3. A nucleic acid encoding a fusion protein of claim 1.

4. A composition comprising one or more nucleic acids, wherein the nucleic acids encode the pair of fusion proteins of claim 2.

5. A method of targeted deamination of one or more selected cytosines in a nucleic acid, the method comprising contacting the nucleic acid with the pair of fusion proteins of claim 2, and one or more gRNAs that interact with Cas9 domains in the fusion proteins, preferably wherein one of the fusion proteins comprises nCas9, the other fusion protein comprises ZF or TALE, the ZF or TALE is targeted to a sequence of 9-24 bp adjacent to the target site of the gRNA for the nCas9, wherein the gRNA binds to the nucleic acid comprising the selected cytosine.

6. The method of claim 5, wherein the nucleic acid is in a cell, and the method comprises contact the cell with the fusion proteins or expressing the fusion proteins in the cell.

7. The method of claim 6, wherein the cell is a eukaryotic cell.

8. A method of improving specificity of targeted deamination in a cell, the method comprising expressing in the cell, or contacting the cell with, the pair of fusion proteins of claim 2, and one or more gRNAs that interact with Cas9 domains in the fusion proteins, preferably wherein one of the fusion proteins comprises nCas9, the other fusion protein comprises ZF or TALE, the ZF or TALE is targeted to a sequence of 9-24 bp adjacent to the target site of the gRNA for the nCas9, wherein the gRNA binds to the nucleic acid comprising the selected cytosine.

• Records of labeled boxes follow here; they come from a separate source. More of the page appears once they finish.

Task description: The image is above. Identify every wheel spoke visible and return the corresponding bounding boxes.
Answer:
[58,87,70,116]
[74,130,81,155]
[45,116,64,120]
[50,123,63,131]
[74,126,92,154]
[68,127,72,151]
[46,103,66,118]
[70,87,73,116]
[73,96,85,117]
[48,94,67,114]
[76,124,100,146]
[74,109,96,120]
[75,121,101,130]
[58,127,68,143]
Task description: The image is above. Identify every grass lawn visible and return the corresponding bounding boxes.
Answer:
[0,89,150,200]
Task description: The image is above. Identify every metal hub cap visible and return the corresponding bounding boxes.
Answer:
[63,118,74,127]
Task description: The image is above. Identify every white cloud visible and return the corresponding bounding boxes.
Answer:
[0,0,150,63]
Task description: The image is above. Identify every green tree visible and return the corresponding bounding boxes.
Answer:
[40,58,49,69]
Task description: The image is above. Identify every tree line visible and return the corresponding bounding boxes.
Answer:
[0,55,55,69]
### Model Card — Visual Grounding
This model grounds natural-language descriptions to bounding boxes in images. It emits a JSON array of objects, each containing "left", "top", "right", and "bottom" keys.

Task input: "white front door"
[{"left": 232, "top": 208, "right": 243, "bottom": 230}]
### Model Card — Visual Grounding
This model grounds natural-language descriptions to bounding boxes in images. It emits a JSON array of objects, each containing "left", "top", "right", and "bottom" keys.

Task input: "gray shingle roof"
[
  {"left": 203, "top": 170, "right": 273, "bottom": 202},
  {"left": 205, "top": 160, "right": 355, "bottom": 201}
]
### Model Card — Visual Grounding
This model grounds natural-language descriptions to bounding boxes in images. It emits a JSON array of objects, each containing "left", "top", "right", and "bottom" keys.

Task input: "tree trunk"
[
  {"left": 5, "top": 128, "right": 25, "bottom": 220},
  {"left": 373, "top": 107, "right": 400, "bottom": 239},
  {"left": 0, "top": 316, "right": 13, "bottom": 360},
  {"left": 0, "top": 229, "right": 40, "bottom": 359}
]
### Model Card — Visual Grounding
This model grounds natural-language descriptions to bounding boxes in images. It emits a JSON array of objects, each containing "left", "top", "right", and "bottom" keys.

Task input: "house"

9. The method of claim 5, wherein the fusion protein is delivered as a ribonucleoprotein (RNP) complex with one or more gRNAs that interact with Cas9 domains in the fusion proteins, mRNA, or plasmid.

10. A method of deaminating one or more selected cytosines in a nucleic acid, the method comprising contacting the nucleic acid with the pair of fusion proteins of claim 2.

11. A composition comprising a fusion protein of part (i) of claim 1; a fusion protein of part (ii) of claim 1; or a fusion protein of part (i) of claim 1 and a fusion protein of part (ii) of claim 1.

12. The composition of claim 11, comprising one or more ribonucleoprotein (RNP) complexes.

13. A vector comprising the nucleic acid of claim 3.

14. An isolated host cell comprising the nucleic acid of claim 13.

15. The host cell of claim 14, which is a stem cell.

16. The host cell of claim 15, wherein the stem cell is hematopoietic stem cell.